Language, Culture, and Ideology: Personalizing Offensiveness Detection in Political Tweets with Reasoning LLMs
This work addresses the challenge of personalizing offensiveness detection in political discourse across languages and ideologies, which is incremental as it builds on existing datasets and models to improve nuance in sociopolitical text classification.
The study tackled the problem of assessing offensiveness in political tweets by prompting large language models (LLMs) to adopt specific political and cultural perspectives, finding that larger models with reasoning abilities, such as DeepSeek-R1 and o4-mini, were more consistent and sensitive to ideological and cultural variations compared to smaller models.

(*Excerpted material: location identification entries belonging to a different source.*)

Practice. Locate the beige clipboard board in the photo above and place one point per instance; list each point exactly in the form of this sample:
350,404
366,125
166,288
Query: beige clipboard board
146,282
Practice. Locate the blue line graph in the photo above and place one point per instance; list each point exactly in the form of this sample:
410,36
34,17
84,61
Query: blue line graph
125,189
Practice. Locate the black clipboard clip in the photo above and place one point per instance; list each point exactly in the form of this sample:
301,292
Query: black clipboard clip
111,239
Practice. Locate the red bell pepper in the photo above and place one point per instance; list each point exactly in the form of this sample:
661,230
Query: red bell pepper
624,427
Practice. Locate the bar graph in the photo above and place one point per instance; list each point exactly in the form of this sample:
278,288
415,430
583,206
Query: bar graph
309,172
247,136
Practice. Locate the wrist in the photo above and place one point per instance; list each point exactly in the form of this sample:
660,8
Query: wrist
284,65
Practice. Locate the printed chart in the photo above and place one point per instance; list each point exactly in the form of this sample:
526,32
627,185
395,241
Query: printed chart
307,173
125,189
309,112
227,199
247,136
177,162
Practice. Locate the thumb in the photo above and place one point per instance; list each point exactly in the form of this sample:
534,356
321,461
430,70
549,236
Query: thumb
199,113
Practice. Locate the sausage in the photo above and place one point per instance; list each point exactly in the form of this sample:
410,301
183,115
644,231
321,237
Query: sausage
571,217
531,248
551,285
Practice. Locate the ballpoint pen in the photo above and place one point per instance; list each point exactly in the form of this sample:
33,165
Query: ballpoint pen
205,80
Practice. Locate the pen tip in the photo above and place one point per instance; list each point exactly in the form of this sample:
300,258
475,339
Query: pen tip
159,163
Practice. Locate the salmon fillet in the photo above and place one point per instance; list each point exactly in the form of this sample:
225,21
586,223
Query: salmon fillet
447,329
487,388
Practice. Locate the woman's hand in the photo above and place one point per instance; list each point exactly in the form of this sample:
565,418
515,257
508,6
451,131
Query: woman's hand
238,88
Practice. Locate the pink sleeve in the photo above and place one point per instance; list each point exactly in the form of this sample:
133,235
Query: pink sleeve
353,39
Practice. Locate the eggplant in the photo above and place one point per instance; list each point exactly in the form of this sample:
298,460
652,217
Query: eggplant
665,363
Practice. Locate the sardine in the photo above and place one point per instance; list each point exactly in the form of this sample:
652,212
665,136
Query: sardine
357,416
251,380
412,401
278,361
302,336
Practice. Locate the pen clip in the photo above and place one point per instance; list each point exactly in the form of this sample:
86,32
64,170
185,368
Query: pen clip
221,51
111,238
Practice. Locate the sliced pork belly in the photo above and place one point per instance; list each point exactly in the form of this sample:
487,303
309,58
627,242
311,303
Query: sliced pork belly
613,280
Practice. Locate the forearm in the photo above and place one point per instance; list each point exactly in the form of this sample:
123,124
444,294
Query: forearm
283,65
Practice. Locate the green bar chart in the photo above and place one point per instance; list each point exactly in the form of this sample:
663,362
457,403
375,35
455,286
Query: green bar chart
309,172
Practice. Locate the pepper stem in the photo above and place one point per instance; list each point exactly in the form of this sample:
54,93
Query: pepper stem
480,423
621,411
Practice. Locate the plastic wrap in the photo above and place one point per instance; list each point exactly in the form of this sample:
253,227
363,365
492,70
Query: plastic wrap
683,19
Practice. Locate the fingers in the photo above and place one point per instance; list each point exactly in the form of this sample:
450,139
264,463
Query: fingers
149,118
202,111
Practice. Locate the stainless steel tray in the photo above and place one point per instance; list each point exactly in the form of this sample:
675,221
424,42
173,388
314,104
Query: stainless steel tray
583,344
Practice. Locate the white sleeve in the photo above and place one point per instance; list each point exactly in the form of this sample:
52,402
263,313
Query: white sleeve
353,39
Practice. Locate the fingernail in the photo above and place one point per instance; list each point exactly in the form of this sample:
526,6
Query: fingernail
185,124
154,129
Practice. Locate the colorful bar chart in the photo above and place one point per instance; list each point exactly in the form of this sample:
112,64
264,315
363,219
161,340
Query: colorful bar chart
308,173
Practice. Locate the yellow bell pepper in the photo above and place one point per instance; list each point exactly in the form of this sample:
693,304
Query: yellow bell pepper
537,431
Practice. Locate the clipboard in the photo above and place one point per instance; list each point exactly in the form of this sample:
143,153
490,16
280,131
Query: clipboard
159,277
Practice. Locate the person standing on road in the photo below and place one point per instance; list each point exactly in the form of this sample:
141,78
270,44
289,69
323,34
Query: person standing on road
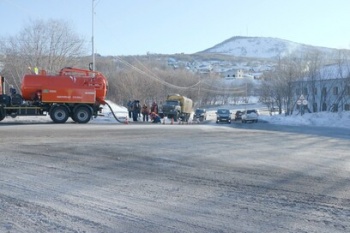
129,105
136,110
155,118
154,107
145,112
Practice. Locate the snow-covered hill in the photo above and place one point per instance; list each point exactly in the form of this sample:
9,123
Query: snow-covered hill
263,47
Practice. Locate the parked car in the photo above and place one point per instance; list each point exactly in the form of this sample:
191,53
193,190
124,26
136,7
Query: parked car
200,114
250,115
238,115
223,115
275,111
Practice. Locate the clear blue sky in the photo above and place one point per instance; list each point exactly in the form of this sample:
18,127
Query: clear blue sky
135,27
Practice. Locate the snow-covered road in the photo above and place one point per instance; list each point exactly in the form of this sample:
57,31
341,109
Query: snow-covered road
172,178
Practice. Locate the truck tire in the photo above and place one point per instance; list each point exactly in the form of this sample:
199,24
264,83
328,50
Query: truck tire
82,114
59,114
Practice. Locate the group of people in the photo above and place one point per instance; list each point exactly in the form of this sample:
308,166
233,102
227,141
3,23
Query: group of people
148,113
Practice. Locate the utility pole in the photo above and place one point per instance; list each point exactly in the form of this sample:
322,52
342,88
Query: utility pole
92,38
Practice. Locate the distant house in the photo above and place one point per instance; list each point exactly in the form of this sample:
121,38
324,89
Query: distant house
234,74
328,90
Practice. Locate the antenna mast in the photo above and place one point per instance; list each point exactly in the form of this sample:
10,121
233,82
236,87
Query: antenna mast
92,38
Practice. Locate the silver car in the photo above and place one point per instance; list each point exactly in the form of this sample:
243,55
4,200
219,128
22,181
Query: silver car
251,115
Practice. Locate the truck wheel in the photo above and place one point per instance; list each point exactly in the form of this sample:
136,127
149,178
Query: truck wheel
59,114
82,114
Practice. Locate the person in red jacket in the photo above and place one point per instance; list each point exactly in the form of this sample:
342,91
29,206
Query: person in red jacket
154,107
145,112
155,118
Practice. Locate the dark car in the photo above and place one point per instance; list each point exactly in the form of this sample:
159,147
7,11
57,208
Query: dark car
200,114
251,115
223,115
238,115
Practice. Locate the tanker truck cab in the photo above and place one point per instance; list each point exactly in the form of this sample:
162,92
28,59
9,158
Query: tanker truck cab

We explore how large language models (LLMs) assess offensiveness in political discourse when prompted to adopt specific political and cultural perspectives. Using a multilingual subset of the MD-Agreement dataset centered on tweets from the 2020 US elections, we evaluate several recent LLMs - including DeepSeek-R1, o4-mini, GPT-4.1-mini, Qwen3, Gemma, and Mistral - tasked with judging tweets as offensive or non-offensive from the viewpoints of varied political personas (far-right, conservative, centrist, progressive) across English, Polish, and Russian contexts. Our results show that larger models with explicit reasoning abilities (e.g., DeepSeek-R1, o4-mini) are more consistent and sensitive to ideological and cultural variation, while smaller models often fail to capture subtle distinctions. We find that reasoning capabilities significantly improve both the personalization and interpretability of offensiveness judgments, suggesting that such mechanisms are key to adapting LLMs for nuanced sociopolitical text classification across languages and ideologies.